Colorado:

Grocery stores offer new pact for workers; union votes next week

WAYNE HEILMAN
2009-11-14 14:55:12
The Gazette

Unionized grocery workers across Colorado expect vote next week on a “last, best and final” contract offered King Soopers and Safeway.

The union said the grocery firms will submit the proposal on Monday, the latest development in seven months of talks.

Members of United Food and Commercial Workers International Union Local 7 have threatened to strike during the tense contract negotiations. The final bid for a deal by Safeway and King Soopers was sought by the union as a way to avert a walkout.

“The workers’ major concern is to get the pension they were promised and to be paid a livable wage,” Local 7 spokesman Laura Chapin said Saturday. “Having made major concessions in the last contract, workers want to make sure they get a fair deal this time.”

Details of the offer were not available Saturday.

A message from King Soopers President Russ Dispense posted on a Web site for the company’s employees that his firm plans to submit the offer Monday and then would release details about it. He said King Soopers hopes “to bring these negotiations to a close soon, with the outcome an agreement that is good for our associates, good for our customers and good for the company.”

A Safeway spokeswoman wasn’t available Saturday for comment.

The latest offer comes after the union’s international president, Joseph Hansen, asked both companies for “last, best and final” offers to avert a strike against Safeway.

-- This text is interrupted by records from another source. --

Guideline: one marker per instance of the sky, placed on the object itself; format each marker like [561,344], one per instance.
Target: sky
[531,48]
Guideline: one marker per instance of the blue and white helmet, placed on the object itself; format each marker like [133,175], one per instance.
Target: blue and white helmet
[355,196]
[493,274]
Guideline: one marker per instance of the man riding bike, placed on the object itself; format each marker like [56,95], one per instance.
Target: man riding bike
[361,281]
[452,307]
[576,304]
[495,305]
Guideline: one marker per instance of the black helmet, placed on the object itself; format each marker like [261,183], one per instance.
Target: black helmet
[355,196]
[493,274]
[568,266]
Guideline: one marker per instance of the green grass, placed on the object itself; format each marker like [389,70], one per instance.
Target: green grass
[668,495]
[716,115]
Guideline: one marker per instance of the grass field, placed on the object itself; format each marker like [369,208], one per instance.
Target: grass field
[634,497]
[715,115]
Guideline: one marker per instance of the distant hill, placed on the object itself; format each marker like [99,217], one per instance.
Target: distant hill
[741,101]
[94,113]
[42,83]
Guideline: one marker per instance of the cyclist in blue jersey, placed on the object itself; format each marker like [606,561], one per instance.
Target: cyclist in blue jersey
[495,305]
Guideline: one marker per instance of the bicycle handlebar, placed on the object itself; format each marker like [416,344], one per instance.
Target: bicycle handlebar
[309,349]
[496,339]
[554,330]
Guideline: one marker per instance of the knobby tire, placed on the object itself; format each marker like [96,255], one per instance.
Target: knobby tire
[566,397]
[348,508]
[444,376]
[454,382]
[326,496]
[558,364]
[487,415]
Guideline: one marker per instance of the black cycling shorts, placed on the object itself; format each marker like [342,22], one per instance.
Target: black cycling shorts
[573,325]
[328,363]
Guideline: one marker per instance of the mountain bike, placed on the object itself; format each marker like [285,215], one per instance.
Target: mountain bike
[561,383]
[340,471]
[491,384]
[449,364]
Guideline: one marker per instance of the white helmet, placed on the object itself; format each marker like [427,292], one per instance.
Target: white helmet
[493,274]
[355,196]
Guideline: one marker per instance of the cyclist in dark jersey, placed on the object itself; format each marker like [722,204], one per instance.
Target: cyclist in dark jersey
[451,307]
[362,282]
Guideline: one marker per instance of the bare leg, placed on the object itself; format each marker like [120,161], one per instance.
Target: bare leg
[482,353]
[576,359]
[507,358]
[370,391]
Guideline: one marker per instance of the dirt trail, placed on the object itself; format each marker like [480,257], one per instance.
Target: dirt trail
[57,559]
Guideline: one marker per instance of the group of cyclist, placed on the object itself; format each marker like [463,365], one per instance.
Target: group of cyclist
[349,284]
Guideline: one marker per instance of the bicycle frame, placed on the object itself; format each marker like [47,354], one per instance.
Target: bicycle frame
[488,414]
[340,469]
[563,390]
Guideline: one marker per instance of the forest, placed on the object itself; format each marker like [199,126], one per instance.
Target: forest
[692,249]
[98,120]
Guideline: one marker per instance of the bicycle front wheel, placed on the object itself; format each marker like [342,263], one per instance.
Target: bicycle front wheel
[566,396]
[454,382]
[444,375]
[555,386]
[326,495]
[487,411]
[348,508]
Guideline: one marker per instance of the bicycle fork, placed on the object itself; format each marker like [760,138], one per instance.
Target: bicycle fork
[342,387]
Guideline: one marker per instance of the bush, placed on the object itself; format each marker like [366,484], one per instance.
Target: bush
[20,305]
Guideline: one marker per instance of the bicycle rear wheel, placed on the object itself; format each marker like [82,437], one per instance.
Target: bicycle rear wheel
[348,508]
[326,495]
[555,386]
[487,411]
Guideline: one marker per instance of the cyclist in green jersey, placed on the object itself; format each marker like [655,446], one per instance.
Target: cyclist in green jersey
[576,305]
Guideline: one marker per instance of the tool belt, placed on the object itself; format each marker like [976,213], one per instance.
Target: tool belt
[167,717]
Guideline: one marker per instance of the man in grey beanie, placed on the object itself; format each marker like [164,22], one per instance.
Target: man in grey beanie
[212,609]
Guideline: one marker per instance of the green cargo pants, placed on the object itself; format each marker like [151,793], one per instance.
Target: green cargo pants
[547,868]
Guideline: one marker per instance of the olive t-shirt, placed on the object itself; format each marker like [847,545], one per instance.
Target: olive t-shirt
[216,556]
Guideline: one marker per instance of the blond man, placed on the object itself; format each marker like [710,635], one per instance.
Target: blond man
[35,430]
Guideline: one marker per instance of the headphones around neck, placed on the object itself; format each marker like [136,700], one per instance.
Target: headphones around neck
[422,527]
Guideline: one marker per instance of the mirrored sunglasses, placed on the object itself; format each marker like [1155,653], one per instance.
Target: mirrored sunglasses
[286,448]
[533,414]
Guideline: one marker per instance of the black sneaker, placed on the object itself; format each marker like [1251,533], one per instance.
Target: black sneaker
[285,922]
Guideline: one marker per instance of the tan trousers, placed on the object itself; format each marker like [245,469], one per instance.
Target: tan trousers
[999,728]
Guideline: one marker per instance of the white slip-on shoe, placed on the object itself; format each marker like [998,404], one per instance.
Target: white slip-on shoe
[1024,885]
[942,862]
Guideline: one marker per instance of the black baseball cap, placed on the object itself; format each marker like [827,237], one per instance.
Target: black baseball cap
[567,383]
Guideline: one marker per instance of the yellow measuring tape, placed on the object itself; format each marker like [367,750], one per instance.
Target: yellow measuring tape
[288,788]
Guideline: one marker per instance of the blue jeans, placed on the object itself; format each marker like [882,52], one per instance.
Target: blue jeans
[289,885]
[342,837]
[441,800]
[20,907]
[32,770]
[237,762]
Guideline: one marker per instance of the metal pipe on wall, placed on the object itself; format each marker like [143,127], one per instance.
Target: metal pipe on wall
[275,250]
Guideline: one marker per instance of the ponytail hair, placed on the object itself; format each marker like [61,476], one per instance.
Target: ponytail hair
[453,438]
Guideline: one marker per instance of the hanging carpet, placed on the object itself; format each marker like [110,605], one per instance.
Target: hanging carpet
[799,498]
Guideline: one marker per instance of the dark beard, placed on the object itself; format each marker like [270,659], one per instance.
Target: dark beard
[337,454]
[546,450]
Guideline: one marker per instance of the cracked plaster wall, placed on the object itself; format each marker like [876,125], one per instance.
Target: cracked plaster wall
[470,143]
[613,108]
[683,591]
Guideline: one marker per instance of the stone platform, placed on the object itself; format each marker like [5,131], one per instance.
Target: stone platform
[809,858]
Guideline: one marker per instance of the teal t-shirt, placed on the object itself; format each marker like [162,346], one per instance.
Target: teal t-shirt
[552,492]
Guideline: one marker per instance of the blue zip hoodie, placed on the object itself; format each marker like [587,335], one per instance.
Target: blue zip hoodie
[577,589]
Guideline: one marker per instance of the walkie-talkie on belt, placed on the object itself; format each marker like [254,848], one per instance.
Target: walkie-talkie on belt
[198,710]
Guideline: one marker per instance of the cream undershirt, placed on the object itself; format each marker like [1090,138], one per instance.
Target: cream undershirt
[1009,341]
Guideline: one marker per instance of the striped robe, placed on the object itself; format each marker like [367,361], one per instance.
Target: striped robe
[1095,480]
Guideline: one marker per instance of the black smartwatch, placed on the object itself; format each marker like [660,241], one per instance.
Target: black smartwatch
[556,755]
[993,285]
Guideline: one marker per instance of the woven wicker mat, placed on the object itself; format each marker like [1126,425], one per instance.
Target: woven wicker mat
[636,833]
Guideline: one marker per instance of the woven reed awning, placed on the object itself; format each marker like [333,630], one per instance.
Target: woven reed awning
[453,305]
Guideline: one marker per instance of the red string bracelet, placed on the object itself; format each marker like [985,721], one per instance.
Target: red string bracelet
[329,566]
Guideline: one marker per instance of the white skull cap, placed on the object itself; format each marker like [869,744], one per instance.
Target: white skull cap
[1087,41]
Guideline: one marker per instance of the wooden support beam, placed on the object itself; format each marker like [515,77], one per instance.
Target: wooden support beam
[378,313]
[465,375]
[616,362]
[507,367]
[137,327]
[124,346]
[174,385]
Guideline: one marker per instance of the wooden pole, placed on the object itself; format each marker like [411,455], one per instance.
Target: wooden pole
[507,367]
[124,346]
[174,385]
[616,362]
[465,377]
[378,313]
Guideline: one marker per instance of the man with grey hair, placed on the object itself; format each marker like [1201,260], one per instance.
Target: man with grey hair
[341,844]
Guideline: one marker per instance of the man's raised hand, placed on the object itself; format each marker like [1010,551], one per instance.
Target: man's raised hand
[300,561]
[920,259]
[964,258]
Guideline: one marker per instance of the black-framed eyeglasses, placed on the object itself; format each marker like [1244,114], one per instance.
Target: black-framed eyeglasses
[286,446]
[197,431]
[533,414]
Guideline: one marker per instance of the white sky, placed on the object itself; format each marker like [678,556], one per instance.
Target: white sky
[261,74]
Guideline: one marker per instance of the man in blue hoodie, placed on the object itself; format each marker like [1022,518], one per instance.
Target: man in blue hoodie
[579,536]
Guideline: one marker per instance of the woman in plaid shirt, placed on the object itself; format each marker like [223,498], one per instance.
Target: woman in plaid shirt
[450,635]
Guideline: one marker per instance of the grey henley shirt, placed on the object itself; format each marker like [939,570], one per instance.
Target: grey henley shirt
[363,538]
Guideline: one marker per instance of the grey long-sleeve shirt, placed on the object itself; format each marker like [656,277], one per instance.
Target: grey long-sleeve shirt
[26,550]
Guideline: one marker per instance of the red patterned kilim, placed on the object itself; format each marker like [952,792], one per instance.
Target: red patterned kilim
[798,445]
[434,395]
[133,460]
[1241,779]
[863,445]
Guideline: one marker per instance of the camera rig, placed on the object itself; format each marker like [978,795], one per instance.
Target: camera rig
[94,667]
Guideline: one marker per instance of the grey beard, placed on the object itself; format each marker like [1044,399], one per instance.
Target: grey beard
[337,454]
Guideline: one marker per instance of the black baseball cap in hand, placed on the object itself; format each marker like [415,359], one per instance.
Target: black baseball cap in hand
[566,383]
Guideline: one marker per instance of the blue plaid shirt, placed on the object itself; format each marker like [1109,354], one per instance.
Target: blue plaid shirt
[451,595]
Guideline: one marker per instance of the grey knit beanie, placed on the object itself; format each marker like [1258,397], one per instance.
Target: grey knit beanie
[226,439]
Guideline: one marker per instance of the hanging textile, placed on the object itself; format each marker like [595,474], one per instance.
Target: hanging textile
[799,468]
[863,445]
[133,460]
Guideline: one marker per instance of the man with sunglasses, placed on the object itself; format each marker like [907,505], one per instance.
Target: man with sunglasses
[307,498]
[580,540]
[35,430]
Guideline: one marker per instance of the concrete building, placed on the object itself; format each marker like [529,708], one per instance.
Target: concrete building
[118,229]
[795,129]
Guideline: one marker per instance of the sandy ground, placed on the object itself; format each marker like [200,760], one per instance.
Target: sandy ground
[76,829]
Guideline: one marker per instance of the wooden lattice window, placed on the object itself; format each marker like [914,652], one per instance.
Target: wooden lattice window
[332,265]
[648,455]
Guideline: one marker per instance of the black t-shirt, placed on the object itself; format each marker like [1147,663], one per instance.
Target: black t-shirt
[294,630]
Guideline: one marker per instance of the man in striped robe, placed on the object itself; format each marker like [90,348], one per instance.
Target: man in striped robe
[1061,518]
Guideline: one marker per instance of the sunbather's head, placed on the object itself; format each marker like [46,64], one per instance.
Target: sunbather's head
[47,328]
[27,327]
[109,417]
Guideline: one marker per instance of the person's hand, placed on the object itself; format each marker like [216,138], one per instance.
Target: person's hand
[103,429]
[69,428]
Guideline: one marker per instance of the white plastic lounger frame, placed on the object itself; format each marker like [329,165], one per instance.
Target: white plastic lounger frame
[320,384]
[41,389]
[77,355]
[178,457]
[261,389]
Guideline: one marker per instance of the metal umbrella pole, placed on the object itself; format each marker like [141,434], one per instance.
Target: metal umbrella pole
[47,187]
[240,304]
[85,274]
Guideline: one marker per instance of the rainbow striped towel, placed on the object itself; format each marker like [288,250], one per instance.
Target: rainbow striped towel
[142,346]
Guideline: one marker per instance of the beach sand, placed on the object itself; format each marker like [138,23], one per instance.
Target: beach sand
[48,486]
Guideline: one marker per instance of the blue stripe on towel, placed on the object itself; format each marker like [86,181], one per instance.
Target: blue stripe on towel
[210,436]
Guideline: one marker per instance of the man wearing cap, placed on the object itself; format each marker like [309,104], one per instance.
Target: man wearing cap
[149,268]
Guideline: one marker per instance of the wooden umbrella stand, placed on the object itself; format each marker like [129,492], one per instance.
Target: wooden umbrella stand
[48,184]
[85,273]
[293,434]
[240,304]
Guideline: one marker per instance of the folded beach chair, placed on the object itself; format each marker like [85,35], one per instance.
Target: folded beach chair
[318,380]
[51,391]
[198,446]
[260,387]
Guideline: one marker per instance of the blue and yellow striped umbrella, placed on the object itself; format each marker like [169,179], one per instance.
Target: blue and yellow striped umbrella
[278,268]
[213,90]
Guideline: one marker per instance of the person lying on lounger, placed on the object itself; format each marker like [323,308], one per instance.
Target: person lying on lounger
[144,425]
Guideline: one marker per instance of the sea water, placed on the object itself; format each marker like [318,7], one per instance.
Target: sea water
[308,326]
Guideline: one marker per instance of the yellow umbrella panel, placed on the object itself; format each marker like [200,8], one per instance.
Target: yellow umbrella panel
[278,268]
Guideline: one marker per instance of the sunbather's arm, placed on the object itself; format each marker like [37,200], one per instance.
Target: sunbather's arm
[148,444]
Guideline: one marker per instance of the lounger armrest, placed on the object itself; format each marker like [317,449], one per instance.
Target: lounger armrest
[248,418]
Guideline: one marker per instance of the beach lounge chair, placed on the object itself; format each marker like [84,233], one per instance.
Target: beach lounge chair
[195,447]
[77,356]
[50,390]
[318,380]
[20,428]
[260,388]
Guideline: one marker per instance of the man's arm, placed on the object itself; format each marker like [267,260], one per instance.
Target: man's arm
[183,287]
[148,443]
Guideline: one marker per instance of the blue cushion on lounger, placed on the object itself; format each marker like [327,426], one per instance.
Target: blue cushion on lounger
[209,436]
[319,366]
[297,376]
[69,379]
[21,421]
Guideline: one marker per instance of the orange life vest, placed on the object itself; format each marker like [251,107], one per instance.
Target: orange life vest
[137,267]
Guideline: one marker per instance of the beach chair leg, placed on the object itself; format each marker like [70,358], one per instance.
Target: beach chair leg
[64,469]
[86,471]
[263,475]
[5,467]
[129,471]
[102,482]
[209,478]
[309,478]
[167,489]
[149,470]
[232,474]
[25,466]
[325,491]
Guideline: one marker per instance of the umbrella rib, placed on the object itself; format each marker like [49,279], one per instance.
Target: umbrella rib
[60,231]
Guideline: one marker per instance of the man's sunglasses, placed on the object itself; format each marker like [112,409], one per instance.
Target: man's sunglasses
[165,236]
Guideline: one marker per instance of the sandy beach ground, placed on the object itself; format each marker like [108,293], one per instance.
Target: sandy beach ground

Local 7 members in September and October rejected “final” offers from King Soopers and Safeway and authorized a strike against Safeway. They couldn’t start a walkout, though, without permission from the international union.
Local 7 sought that authorization on Oct. 20.

Local 7 President Ernest Duran said in a Nov. 6 letter to Hansen that “we simply cannot let Thanksgiving and Christmas pass us by” as one of the best times to use the threat of a strike to trigger a better contract offer from both chains.

Any strike would be the first since the union staged a 42-day walkout against King Soopers in 1996, which triggered a lockout of union members by Safeway.

Both chains have agreed to lock out workers if the union goes on strike against the either. The grocers have advertised for temporary replacement workers who would be hired if the union calls a strike.

Local 7 represents 17,000 workers in Colorado and Wyoming at Albertsons, King Soopers and Safeway, including 1,700 workers in the Colorado Springs area.